Object as History

WEEK 1

we understood that how an object’s history plays a role in it uses, importance and appearance.

Ms. Alisha Sadikot was our teacher and she showed us some examples which are kept in museums currently and explained it’s uses and etc.

Our homework was to select an object which had it’s uses till now.

WEEK 2

I searched for many objects like telephones, choppers, coins. I selected my object “burins”

 

Burins were stone tools with a rounded grasping end and a sharp, razor-like working end. It was invented in the Paleolithic age (16th century). The tools were formed by striking off a small stone flake from a larger stone flake. They were used for carving other materials such as bone and wood. They were wielded either in hand or attached to a wooden handle.[1]

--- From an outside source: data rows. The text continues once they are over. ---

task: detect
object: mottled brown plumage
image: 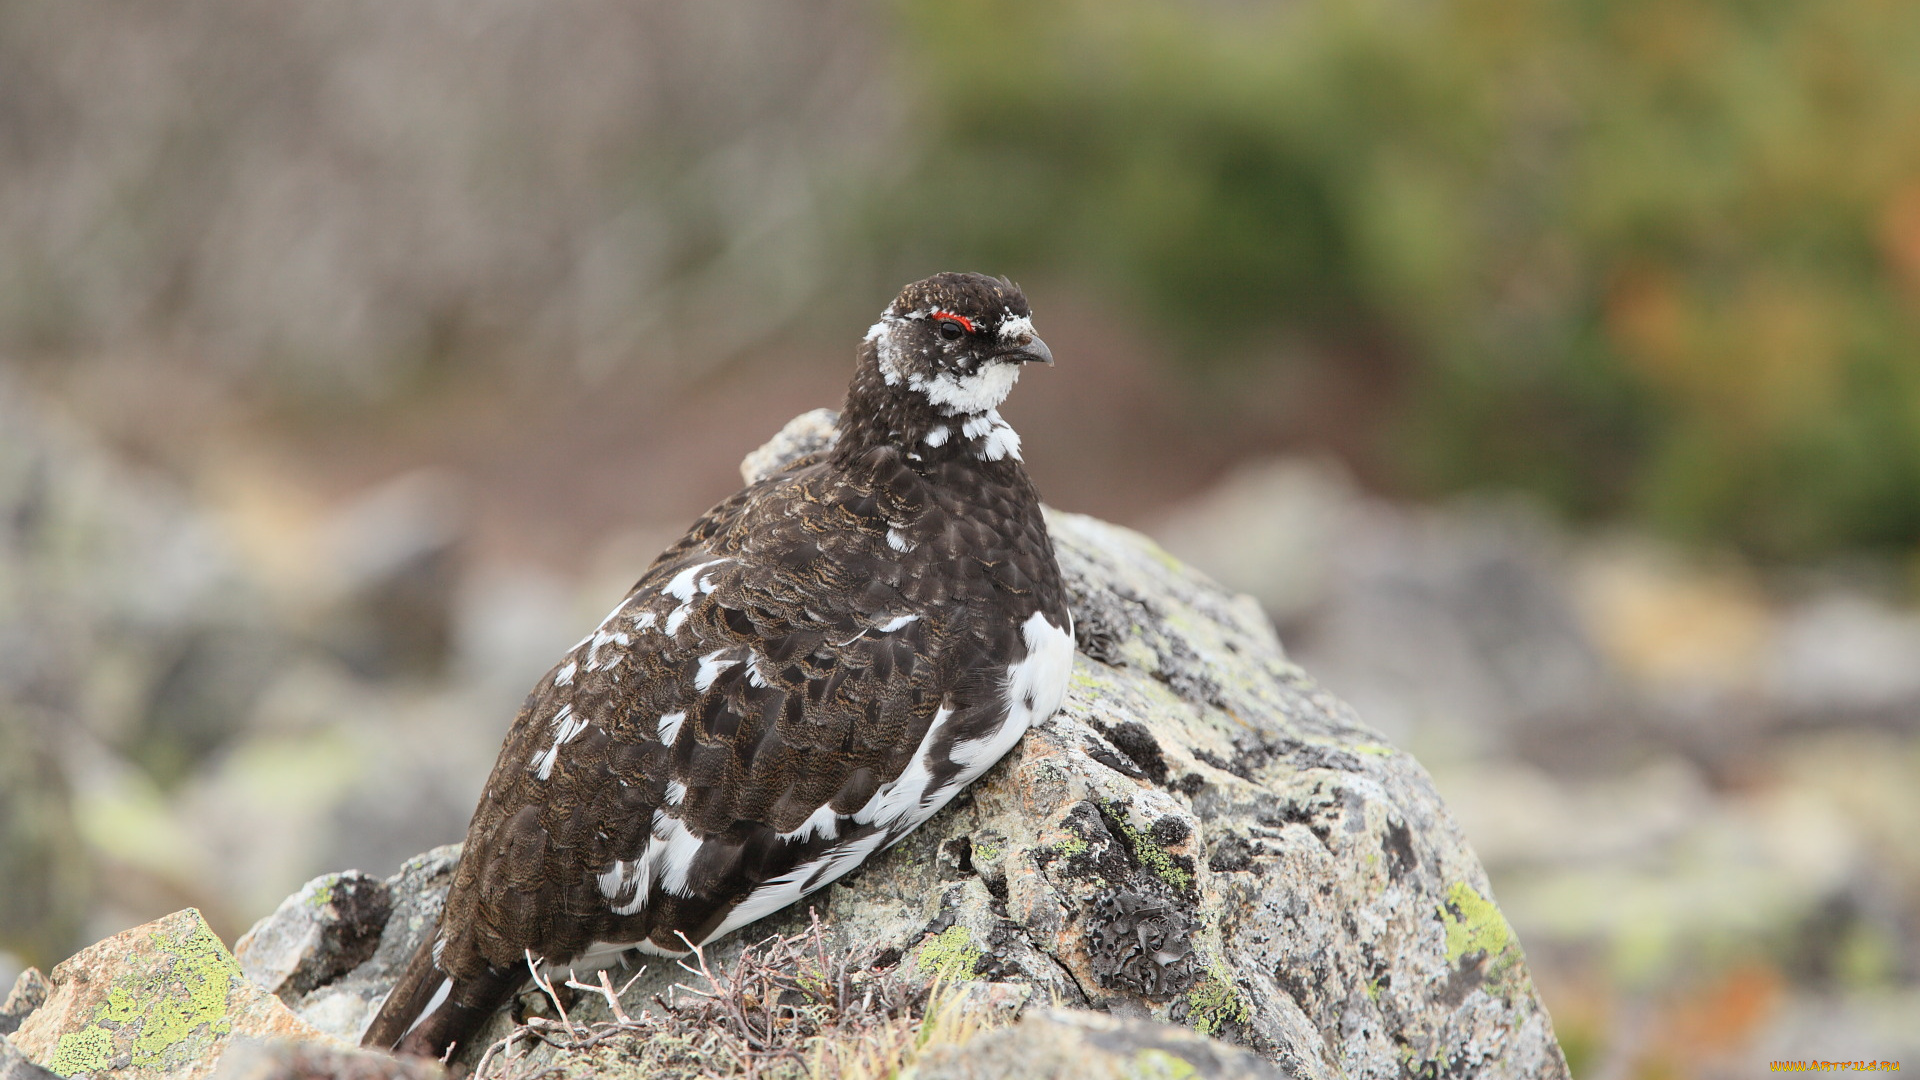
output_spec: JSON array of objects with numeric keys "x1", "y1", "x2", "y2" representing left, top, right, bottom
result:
[{"x1": 363, "y1": 273, "x2": 1072, "y2": 1059}]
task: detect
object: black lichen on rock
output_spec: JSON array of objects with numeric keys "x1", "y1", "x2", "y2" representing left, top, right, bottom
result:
[
  {"x1": 1383, "y1": 818, "x2": 1417, "y2": 882},
  {"x1": 1207, "y1": 833, "x2": 1255, "y2": 874},
  {"x1": 1091, "y1": 719, "x2": 1171, "y2": 786}
]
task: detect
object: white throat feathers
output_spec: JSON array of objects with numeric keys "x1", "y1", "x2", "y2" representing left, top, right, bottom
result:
[
  {"x1": 910, "y1": 359, "x2": 1021, "y2": 416},
  {"x1": 962, "y1": 410, "x2": 1022, "y2": 461},
  {"x1": 865, "y1": 315, "x2": 1023, "y2": 415}
]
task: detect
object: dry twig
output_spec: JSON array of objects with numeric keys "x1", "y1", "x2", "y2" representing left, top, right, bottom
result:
[{"x1": 470, "y1": 911, "x2": 974, "y2": 1080}]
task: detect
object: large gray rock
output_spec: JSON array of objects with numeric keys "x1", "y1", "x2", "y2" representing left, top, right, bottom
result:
[
  {"x1": 0, "y1": 369, "x2": 290, "y2": 960},
  {"x1": 259, "y1": 414, "x2": 1571, "y2": 1078},
  {"x1": 1156, "y1": 460, "x2": 1624, "y2": 772},
  {"x1": 0, "y1": 370, "x2": 279, "y2": 790}
]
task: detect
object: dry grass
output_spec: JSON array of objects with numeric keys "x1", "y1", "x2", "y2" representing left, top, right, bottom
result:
[
  {"x1": 801, "y1": 979, "x2": 993, "y2": 1080},
  {"x1": 471, "y1": 913, "x2": 1003, "y2": 1080}
]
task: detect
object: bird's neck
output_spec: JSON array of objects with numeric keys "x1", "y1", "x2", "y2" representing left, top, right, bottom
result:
[{"x1": 834, "y1": 346, "x2": 1023, "y2": 469}]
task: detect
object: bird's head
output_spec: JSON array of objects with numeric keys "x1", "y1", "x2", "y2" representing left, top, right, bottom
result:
[{"x1": 861, "y1": 272, "x2": 1053, "y2": 417}]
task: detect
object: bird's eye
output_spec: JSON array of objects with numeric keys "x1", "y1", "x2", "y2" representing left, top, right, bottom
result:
[{"x1": 930, "y1": 311, "x2": 974, "y2": 341}]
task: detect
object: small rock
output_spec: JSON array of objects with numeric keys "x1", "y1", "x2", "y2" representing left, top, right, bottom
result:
[
  {"x1": 9, "y1": 909, "x2": 336, "y2": 1080},
  {"x1": 913, "y1": 1008, "x2": 1293, "y2": 1079},
  {"x1": 738, "y1": 408, "x2": 840, "y2": 485},
  {"x1": 235, "y1": 873, "x2": 393, "y2": 1000},
  {"x1": 211, "y1": 1039, "x2": 443, "y2": 1080},
  {"x1": 0, "y1": 968, "x2": 48, "y2": 1037},
  {"x1": 274, "y1": 848, "x2": 460, "y2": 1042},
  {"x1": 947, "y1": 981, "x2": 1035, "y2": 1022},
  {"x1": 1, "y1": 1035, "x2": 58, "y2": 1080}
]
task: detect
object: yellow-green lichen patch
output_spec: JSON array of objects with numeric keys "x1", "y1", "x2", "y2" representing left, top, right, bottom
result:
[
  {"x1": 1143, "y1": 540, "x2": 1187, "y2": 574},
  {"x1": 1183, "y1": 967, "x2": 1251, "y2": 1037},
  {"x1": 1439, "y1": 881, "x2": 1518, "y2": 982},
  {"x1": 101, "y1": 986, "x2": 141, "y2": 1024},
  {"x1": 1051, "y1": 837, "x2": 1089, "y2": 858},
  {"x1": 972, "y1": 842, "x2": 1001, "y2": 862},
  {"x1": 126, "y1": 916, "x2": 241, "y2": 1067},
  {"x1": 1130, "y1": 1047, "x2": 1199, "y2": 1080},
  {"x1": 915, "y1": 926, "x2": 982, "y2": 984},
  {"x1": 1102, "y1": 801, "x2": 1192, "y2": 893},
  {"x1": 49, "y1": 1026, "x2": 113, "y2": 1076},
  {"x1": 1069, "y1": 668, "x2": 1109, "y2": 693},
  {"x1": 1174, "y1": 915, "x2": 1248, "y2": 1040}
]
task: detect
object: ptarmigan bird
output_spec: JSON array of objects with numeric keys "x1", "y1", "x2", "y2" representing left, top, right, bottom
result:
[{"x1": 363, "y1": 272, "x2": 1073, "y2": 1059}]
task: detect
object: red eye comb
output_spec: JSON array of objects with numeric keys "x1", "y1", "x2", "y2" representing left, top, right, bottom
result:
[{"x1": 931, "y1": 311, "x2": 976, "y2": 334}]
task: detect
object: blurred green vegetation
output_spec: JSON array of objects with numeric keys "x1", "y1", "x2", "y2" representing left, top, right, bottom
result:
[{"x1": 880, "y1": 0, "x2": 1920, "y2": 561}]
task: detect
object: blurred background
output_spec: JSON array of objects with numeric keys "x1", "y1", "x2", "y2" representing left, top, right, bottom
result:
[{"x1": 2, "y1": 0, "x2": 1918, "y2": 1075}]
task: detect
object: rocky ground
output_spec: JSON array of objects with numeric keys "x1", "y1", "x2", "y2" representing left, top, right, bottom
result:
[{"x1": 3, "y1": 370, "x2": 1916, "y2": 1078}]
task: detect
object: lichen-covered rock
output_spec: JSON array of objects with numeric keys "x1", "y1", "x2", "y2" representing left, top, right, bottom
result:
[
  {"x1": 9, "y1": 910, "x2": 335, "y2": 1080},
  {"x1": 913, "y1": 1008, "x2": 1291, "y2": 1080},
  {"x1": 235, "y1": 874, "x2": 392, "y2": 1001},
  {"x1": 209, "y1": 1038, "x2": 444, "y2": 1080},
  {"x1": 262, "y1": 415, "x2": 1571, "y2": 1078}
]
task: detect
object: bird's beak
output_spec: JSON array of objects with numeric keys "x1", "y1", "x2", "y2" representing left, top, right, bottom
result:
[{"x1": 997, "y1": 334, "x2": 1054, "y2": 367}]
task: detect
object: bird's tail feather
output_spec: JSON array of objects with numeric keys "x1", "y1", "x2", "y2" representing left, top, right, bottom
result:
[
  {"x1": 361, "y1": 933, "x2": 522, "y2": 1060},
  {"x1": 361, "y1": 932, "x2": 446, "y2": 1051}
]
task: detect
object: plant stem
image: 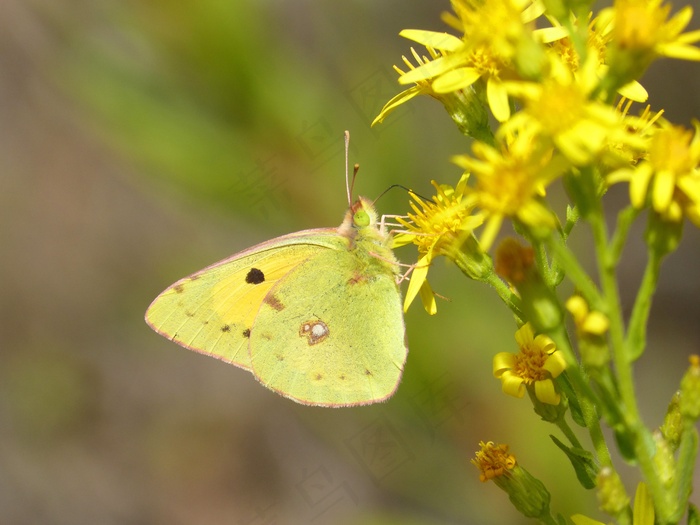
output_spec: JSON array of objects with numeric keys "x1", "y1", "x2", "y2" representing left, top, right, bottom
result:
[{"x1": 548, "y1": 234, "x2": 604, "y2": 310}]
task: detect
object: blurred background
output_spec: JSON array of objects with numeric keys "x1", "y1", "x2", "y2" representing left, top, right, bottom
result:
[{"x1": 2, "y1": 1, "x2": 700, "y2": 524}]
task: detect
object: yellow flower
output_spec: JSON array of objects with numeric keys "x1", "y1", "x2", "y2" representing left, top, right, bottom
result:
[
  {"x1": 372, "y1": 46, "x2": 444, "y2": 126},
  {"x1": 397, "y1": 33, "x2": 514, "y2": 122},
  {"x1": 387, "y1": 0, "x2": 543, "y2": 122},
  {"x1": 442, "y1": 0, "x2": 541, "y2": 58},
  {"x1": 566, "y1": 295, "x2": 609, "y2": 336},
  {"x1": 473, "y1": 441, "x2": 553, "y2": 518},
  {"x1": 493, "y1": 323, "x2": 567, "y2": 405},
  {"x1": 608, "y1": 123, "x2": 700, "y2": 225},
  {"x1": 453, "y1": 128, "x2": 569, "y2": 250},
  {"x1": 600, "y1": 0, "x2": 700, "y2": 62},
  {"x1": 394, "y1": 174, "x2": 483, "y2": 313},
  {"x1": 471, "y1": 441, "x2": 516, "y2": 482},
  {"x1": 501, "y1": 52, "x2": 637, "y2": 166},
  {"x1": 604, "y1": 99, "x2": 664, "y2": 168},
  {"x1": 541, "y1": 14, "x2": 649, "y2": 103}
]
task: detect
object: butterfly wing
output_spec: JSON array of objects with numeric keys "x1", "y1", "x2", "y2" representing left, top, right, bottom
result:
[
  {"x1": 249, "y1": 248, "x2": 407, "y2": 406},
  {"x1": 145, "y1": 229, "x2": 340, "y2": 370}
]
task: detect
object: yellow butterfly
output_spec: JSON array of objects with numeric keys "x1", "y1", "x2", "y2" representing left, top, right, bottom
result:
[{"x1": 145, "y1": 141, "x2": 407, "y2": 406}]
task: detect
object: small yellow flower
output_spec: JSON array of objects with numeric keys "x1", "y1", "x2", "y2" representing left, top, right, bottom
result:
[
  {"x1": 471, "y1": 441, "x2": 516, "y2": 482},
  {"x1": 386, "y1": 0, "x2": 544, "y2": 122},
  {"x1": 566, "y1": 295, "x2": 610, "y2": 336},
  {"x1": 453, "y1": 128, "x2": 569, "y2": 250},
  {"x1": 608, "y1": 123, "x2": 700, "y2": 225},
  {"x1": 542, "y1": 14, "x2": 649, "y2": 103},
  {"x1": 502, "y1": 52, "x2": 638, "y2": 166},
  {"x1": 442, "y1": 0, "x2": 541, "y2": 58},
  {"x1": 493, "y1": 323, "x2": 567, "y2": 405},
  {"x1": 394, "y1": 174, "x2": 483, "y2": 313},
  {"x1": 601, "y1": 0, "x2": 700, "y2": 62},
  {"x1": 372, "y1": 46, "x2": 444, "y2": 126},
  {"x1": 604, "y1": 99, "x2": 664, "y2": 167},
  {"x1": 397, "y1": 33, "x2": 515, "y2": 122}
]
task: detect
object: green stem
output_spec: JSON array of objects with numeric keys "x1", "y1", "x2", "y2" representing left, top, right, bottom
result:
[
  {"x1": 532, "y1": 239, "x2": 555, "y2": 288},
  {"x1": 548, "y1": 234, "x2": 604, "y2": 310},
  {"x1": 482, "y1": 270, "x2": 524, "y2": 323},
  {"x1": 549, "y1": 325, "x2": 613, "y2": 468},
  {"x1": 588, "y1": 208, "x2": 640, "y2": 423},
  {"x1": 589, "y1": 203, "x2": 666, "y2": 514},
  {"x1": 539, "y1": 512, "x2": 560, "y2": 525},
  {"x1": 556, "y1": 417, "x2": 583, "y2": 449}
]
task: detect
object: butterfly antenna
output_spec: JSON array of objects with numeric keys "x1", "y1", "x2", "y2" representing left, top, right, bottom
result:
[
  {"x1": 372, "y1": 184, "x2": 431, "y2": 206},
  {"x1": 344, "y1": 130, "x2": 352, "y2": 206}
]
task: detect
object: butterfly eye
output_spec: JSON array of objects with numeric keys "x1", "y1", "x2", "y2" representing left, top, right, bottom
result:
[{"x1": 353, "y1": 209, "x2": 370, "y2": 227}]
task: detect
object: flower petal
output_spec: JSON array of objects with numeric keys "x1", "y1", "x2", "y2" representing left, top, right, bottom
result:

An engraving burin is used predominantly by engravers [Engraving is the practice of incising a design onto a hard, usually flat surface by cutting grooves into It.], but also by relief printmakers in making wood engravings.[2] Its older English name, still often used, is graver. Usually an engraver will have several tools, of different sizes and shapes of cutting face.

In use, it is typically held at approximately a 30-degree angle to the surface. The index and middle finger typically guide the shaft, while the handle is cradled in the palm.[3]

Tools like blade cores, scrapers, hand axe and clovis points were engraved by burins.

[1] https://sciencing.com/tools-used-stone-age-8241954.html

[2] https://en.wikipedia.org/wiki/Engraving

[3] http://www.anth.ucsb.edu/faculty/stsmith/classes/anth3/courseware/LithicTech/9_Upper_Paleolithic_Tool.html

WEEK 3

For the 3rd week we have to be detailed and more informative.

Burins are known as gravers. They were mainly used for engraving on soft stone or bone as well as on the rock shelter and caves used by pre-historic man. These are small chisel[1] like tools produced on blade like flakes with a sharp but thick cutting edge formed by the intersection of the leveled or sloping surface.

Technology and evolution of mankind influenced a lot on the historic objects and its uses. Engraving now was not widely used and took a separate corner of our community. The making of the object depends on its uses and burins helped the pre historic man to make sharpen the other stones, helped engraving on wood or bones and also to cut them. Now days these all are different types of work done by different technologies adapted by big companies.

In short, burins are extinct and seen in galleries now days.

[1] A long-bladed hand tool with a bevelled cutting edge and a handle which is struck with a hammer or mallet, used to cut or shape wood, stone, or metal.